Алексеев вернулся в Ставку 18 февраля 1917 года, чтобы руководить неотложными мероприятиями в связи с разработкой оперативных планов по сосредоточению войск на Юго-Западном фронте накануне весеннего наступления. Гурко, по мнению Алексеева, с возложенными на него обязанностями не справлялся. 23 февраля в Могилев из Царского Села возвратился государь и приступил к обычной деятельности. В тот же день в Петрограде начались роковые волнения…
Таким образом, история отречения императора Николая II от престола и драматические события, происходившие в русском верховном командовании в дни Февральской революции 1917 года, не имели отношения к «заговору генералов», версия о котором позднее возникла в крайне правых кругах русской эмиграции в качестве исторического мифа.
Литература:
Александров К. М. «Во всем от него можно ожидать самой большой ширины взглядов». Оценки и настроения генерала от инфантерии Михаила Васильевича Алексеева в письмах дипломата Николая Александровича Базили // Единый всероссийский научный вестник (Москва). 2016. № 3. Ч. 4.

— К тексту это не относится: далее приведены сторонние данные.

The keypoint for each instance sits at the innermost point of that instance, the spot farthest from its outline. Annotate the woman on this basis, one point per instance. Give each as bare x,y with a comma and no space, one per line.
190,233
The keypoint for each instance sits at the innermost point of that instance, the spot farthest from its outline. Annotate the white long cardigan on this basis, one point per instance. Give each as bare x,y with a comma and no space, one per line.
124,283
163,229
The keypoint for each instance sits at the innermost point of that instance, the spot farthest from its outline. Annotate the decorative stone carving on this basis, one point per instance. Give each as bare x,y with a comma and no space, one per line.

Алексеева-Борель В. М. Сорок лет в рядах русской императорской армии: Генерал М. В. Алексеев / Науч. ред. А. В. Терещук. СПб., 2000.
Кирилин Ф. Основатель и Верховный Руководитель Добровольческой Армии ген. М. В. Алексеев. Ростов-на-Дону, 1919.
Мельгунов С. П. На путях к дворцовому перевороту (Заговоры перед революцией 1917 года). Париж, б. г.
Серков А. И. Был ли генерал М. В. Алексеев масоном? // Наши Вести (Санта-Роза). 1998. Март. № 450 (2751).